De hecho, fue tan grande la desesperación, debida a su deformidad facial, que la mujer se volvió loca. Incluso llegó un punto en que el rechazo que le demostraban todos y cada uno de los vecinos del pueblo le impidió salir de casa. Y por si eso fuera poco, Justina desarrolló una verdadera fobia a los espejos, cosa que explicaba por qué no había ninguno en la casa, para no tener que ver su propio rostro horroroso. Ahora bien, Justina tenía dos hijas, Soledad y Constanza, de 17 y 13 años respectivamente. Al contrario que su desafortunada madre, las dos muchachas eran muy bellas. Eran dos perlas, en verdad, cuya hermosura era admirada por la gente del pueblo.

A ellas y a sus sirvientas Justina las mandaba a comprar muñecas, las más bonitas que pudieran encontrar, para intentar paliar de esta manera el dolor y la obsesión por su rostro. Justina realizaba una especie de ritual salvífico. Una vez tenía las muñacas en sus manos les recortaba las caras e intentaba ponérselas; pero obviamente, al ser caras de muñecas, no llegaban a cubrir la suya.

Una noche Justina estaba más obcecada que de costumbre. Necesitaba una nueva cara; una cara preciosa. Agarró un cuchillo y entró al cuarto de Soledad. Su hija escuchó el rechinar de la puerta y entrevió una sombra en la oscuridad. Se incorporó asustada, pero al darse cuenta de que era su madre se tranquilizó enseguida. Cuándo vio el reflejo de la luna en la hoja del cuchillo la muchacha gritó, gritó tan fuerte como pudo. No le sirvió de nada: en la casa sólo estaban ella y su madre, y el edificio tenía muros demasiado gruesos para que se escuchara desde fuera. Justina hincó el cuchillo en el pecho de la hija. Diez puñaladas le dio a la pequeña Soledad, destruyéndo su cozazón y partiendo sus costillas.

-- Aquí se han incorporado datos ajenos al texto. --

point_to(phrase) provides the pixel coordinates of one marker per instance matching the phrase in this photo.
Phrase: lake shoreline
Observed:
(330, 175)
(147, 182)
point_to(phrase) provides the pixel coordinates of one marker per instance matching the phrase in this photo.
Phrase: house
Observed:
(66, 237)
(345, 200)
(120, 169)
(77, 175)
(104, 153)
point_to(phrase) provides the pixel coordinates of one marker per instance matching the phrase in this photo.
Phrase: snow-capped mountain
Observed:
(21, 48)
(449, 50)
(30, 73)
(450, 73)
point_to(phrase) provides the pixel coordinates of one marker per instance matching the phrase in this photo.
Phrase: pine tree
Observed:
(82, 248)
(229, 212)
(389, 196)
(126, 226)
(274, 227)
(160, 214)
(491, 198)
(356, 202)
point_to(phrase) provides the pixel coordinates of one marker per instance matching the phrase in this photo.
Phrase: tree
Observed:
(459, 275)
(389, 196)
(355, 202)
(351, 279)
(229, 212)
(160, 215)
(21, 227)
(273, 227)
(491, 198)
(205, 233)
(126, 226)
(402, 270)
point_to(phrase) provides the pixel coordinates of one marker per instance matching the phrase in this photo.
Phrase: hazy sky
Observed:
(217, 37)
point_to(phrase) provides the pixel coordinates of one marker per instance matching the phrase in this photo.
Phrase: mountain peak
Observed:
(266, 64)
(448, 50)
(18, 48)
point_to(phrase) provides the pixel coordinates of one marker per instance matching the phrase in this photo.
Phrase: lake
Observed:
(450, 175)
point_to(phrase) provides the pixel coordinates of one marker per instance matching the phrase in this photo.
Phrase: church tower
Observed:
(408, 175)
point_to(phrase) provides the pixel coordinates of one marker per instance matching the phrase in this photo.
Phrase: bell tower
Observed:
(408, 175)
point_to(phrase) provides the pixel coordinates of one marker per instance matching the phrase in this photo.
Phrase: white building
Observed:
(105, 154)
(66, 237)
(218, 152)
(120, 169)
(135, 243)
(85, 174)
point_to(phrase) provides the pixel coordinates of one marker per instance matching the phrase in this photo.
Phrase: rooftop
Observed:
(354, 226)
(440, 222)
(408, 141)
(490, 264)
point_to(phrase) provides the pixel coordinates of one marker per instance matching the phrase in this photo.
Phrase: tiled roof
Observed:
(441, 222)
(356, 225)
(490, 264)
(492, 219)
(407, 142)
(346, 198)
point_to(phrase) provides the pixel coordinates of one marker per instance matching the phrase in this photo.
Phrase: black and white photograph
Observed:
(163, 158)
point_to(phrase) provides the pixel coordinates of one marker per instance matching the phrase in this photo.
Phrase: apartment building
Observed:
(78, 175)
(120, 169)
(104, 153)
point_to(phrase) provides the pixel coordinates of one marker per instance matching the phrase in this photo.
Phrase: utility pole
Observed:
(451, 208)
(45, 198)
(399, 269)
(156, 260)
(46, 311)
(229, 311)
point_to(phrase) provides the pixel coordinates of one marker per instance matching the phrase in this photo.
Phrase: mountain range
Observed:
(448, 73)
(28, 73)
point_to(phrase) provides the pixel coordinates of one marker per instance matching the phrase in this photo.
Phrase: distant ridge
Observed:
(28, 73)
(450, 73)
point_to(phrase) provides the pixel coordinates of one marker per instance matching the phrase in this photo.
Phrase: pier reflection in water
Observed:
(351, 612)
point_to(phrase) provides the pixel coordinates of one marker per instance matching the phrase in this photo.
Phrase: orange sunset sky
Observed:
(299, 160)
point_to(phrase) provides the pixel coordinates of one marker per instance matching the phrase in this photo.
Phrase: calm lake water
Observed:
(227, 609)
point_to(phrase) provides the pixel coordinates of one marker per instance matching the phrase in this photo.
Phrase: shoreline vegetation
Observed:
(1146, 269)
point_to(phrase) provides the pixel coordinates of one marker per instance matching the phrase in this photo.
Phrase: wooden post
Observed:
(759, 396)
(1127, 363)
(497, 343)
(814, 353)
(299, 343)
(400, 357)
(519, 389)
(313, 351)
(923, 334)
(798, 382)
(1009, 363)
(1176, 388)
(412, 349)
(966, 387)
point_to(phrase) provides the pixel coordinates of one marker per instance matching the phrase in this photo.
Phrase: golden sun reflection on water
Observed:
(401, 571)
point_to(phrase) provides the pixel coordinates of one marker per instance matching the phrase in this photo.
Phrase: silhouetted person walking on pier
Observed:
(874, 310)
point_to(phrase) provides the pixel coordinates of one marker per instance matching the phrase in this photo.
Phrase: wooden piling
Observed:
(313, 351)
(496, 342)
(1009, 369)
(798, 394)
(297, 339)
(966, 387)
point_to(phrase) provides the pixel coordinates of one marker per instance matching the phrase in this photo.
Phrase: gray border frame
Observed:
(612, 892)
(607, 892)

Eso no fue sino el primer acto del horrible espectáculo que se ofreció aquella noche. Después de acometer a su hija hasta matarla, Justina le cortó la cara. Mientras se la desprendía del cabeza decía, repetidas veces: “Yo soy linda. Soy linda, y nadie me insultará más. Porque hoy he vuelto a nacer”. Lo murmuraba una y otra vez, como un mantra que surgiera desde los abismos de su mente. Se retiró a su dormitorio, se sentó ante su tocador (que no tenía espejo), y empezó a quitarse la piel de su propio rostro. Lloraba de dolor, y reía histéricamente al mismo tiempo, mientras se recortaba la piel con el cuchillo. Se imaginan lo que pasó a continuación, ¿verdad? Justina colocó la piel de la cara de su hija sobre la carne viva, y se la cosió con hilo y aguja.

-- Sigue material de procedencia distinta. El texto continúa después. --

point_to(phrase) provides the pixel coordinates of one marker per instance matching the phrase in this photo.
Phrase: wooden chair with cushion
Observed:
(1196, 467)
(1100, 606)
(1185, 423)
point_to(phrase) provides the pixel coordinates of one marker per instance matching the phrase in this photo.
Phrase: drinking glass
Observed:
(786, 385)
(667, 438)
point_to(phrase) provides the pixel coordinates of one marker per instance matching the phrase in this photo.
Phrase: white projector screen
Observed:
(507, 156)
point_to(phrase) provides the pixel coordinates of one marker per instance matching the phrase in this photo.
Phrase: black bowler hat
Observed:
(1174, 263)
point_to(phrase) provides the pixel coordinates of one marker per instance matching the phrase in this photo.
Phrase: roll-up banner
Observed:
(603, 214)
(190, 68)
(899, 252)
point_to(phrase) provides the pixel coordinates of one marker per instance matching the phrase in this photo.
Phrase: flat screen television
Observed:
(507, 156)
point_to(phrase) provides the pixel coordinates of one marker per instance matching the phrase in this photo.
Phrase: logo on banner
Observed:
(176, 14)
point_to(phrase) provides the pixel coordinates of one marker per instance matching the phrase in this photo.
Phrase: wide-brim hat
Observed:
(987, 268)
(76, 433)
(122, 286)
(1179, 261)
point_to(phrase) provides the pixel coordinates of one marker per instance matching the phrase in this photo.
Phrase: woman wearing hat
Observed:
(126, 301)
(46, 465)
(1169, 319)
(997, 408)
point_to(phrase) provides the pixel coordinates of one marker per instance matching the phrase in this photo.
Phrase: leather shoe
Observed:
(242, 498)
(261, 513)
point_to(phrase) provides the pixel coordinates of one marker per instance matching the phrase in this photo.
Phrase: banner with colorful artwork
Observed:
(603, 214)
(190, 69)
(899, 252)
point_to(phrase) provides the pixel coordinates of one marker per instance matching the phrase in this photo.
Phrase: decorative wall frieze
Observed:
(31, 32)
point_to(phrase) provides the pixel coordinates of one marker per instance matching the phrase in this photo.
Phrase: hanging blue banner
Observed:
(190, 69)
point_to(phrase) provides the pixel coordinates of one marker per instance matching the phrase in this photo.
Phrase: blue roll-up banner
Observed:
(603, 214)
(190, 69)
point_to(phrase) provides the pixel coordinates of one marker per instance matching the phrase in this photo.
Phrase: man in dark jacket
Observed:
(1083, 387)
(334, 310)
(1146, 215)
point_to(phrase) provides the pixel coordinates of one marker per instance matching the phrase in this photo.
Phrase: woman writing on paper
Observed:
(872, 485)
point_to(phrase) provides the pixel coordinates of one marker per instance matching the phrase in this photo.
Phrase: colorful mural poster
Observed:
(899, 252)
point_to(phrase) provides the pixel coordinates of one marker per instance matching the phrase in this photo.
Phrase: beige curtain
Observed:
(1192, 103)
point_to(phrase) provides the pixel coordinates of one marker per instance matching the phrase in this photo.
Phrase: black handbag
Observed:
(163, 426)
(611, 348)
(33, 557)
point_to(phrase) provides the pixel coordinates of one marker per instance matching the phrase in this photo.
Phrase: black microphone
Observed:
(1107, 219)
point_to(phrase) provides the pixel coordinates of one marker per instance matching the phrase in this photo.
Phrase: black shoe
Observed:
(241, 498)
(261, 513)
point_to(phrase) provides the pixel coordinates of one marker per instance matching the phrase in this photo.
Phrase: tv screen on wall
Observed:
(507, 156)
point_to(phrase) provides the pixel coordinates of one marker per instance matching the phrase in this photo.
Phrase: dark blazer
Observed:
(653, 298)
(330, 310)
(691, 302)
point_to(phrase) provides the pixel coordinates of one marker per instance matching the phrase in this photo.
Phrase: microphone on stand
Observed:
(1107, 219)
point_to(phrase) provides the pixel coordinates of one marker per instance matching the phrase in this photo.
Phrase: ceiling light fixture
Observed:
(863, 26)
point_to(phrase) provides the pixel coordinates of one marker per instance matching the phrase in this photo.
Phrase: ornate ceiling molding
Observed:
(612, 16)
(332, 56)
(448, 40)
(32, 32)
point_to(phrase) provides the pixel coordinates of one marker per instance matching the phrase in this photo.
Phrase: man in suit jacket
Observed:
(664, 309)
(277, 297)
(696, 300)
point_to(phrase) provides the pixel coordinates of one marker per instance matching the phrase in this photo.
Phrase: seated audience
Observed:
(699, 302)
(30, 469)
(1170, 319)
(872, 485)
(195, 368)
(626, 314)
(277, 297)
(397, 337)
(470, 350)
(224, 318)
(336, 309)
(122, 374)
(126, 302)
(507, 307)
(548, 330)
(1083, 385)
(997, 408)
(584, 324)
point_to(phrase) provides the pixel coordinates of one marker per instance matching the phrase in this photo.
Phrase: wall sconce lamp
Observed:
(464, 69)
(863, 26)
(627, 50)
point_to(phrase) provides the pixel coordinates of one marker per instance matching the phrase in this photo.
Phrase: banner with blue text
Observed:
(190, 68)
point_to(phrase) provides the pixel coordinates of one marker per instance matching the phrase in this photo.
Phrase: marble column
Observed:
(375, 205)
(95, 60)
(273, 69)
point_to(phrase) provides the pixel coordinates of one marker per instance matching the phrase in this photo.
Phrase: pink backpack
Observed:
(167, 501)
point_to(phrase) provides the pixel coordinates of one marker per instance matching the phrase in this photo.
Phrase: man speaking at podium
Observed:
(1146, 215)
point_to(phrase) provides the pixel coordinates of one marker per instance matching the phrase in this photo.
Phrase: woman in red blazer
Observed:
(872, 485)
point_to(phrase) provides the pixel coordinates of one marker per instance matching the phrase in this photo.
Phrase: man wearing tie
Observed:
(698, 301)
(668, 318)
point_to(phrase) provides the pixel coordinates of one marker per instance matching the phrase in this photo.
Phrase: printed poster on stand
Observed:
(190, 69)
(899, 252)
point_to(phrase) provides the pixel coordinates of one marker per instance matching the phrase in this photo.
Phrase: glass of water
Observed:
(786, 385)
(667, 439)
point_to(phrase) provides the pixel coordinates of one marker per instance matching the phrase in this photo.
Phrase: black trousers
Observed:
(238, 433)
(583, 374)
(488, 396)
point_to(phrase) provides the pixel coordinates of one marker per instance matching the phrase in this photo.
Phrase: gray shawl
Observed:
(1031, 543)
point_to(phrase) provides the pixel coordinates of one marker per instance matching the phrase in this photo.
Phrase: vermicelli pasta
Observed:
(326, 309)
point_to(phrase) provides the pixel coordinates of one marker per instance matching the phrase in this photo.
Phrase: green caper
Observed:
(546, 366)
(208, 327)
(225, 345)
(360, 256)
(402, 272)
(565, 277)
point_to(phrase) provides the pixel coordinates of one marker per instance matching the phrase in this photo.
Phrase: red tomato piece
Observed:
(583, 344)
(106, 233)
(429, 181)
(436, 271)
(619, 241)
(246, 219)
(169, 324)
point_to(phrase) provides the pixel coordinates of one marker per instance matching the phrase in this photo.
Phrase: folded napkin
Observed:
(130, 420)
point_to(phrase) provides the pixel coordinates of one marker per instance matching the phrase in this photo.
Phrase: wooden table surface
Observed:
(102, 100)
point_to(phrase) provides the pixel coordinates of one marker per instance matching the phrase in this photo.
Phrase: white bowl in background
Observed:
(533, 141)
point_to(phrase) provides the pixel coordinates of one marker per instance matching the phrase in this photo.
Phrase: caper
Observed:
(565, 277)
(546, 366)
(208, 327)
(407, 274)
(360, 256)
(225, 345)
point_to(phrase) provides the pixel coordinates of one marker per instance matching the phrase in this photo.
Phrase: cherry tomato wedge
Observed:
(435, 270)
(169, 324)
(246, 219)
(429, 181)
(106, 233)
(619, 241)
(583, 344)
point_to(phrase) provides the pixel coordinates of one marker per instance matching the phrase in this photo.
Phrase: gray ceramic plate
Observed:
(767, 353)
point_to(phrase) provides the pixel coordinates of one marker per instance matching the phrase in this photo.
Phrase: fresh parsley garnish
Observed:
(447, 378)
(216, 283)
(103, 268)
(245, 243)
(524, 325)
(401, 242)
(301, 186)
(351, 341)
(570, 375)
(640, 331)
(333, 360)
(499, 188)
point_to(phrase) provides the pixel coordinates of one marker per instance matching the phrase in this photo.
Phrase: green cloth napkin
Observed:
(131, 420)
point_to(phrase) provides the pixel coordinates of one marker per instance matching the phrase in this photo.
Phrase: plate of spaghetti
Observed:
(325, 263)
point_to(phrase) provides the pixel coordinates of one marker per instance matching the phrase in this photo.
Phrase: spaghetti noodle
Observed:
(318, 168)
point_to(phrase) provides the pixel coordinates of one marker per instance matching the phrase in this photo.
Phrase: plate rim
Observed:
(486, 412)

Conforme iban pasando los días, el nuevo rostro de Justina se fue descomponiendo. No tardó en provocarle una infección gravísima, y como no había estado en contacto con nadie en más de dos semanas, nadie pudo ayudarla y murió. Tres semanas después del asesinato regresó Constanza, quien había pasado un mes con su padre. Nadamás llegar llamó a su hermana; pero no contestó. Al ver que no bajaba, subió a su cuarto a buscarla. Sus gritos retumbaron en toda la casa cuándo encontró a Soledad muerta en su cama, con el cuerpo martirizado a cuchilladas, sin rostro y en estado de putrefacción. Corrió al cuarto de su mamá, y ya no podía creer lo que estaba viendo: la cara de su hermana cosida al cadáver de su madre. Constanza salió corriendo de ahí. Nadie en la población la volvió a ver.

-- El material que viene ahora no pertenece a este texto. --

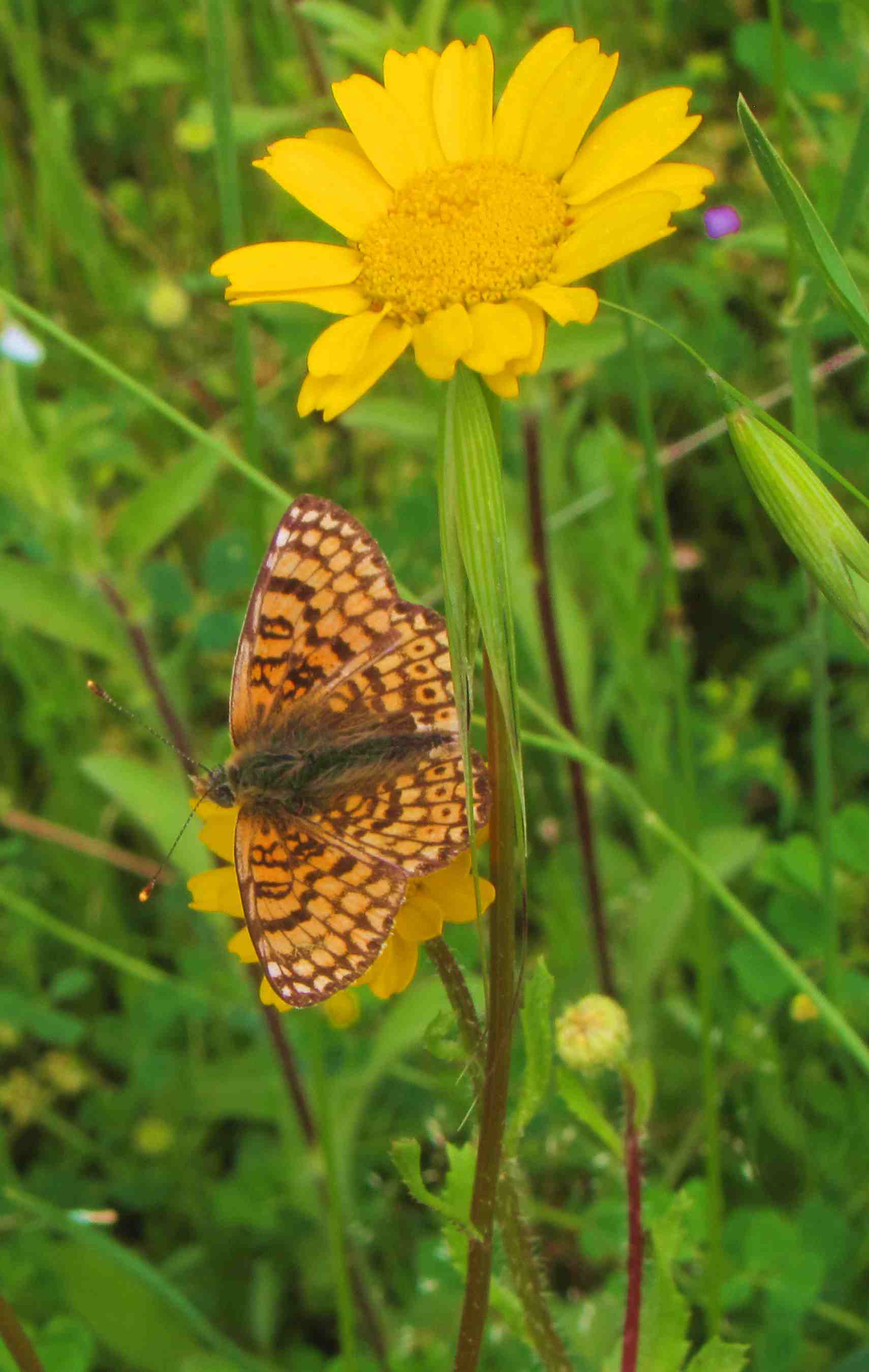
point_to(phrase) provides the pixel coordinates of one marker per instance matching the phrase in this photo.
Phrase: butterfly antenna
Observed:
(149, 891)
(103, 695)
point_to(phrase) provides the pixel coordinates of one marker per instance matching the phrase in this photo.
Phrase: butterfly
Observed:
(347, 759)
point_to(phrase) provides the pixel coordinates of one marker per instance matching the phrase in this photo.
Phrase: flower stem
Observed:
(515, 1230)
(502, 999)
(582, 808)
(633, 1172)
(231, 213)
(706, 959)
(298, 1098)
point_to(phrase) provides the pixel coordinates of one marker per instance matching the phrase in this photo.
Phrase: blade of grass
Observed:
(146, 395)
(559, 741)
(231, 213)
(805, 224)
(62, 1223)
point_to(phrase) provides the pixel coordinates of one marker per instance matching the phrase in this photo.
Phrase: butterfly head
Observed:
(218, 787)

Durante mucho tiempo no se supo qué fue de la pequeña Constanza hasta que, en 1952 se detuvo a una mujer que asesinaba a otras mujeres para amputarles el rostro. La criminal no paraba de pronunciar las mismas frases. Y ¿quieren saber qué era lo que no paraba de repetir? “Mi hermana necesita un rostro. Mi madre se lo robó”. Todo el tiempo, con tono monocorde, la mujer soltaba esta letanía. Estaba claro que tenía serios trastornos mentales. Fue internada en un manicomio, en el que se suicidó al cabo de un tiempo, tirándose por una ventana.

Han pasado muchos años; Constanza está muerta, y hasta el psiquiátrico ha sido demolido. En su lugar surge ahora un complejo de departamentos. Sin embargo los moradores de aquellas viviendas distan mucho de estar contentos con sus hogares. Según cuentan, en las franjas horarias de más tranquilidad, cuando ya no hay ruido de tránsito y vocerío del vecindario, se escuchan frases que fluctúan en el aire, apenas susurros. Es muy difícil distinguir claramente las palabras, pero quiénes lograron entender algo del mensaje aseguran que es una voz femenina, y que expresa preocupación por el rostro de su hermana.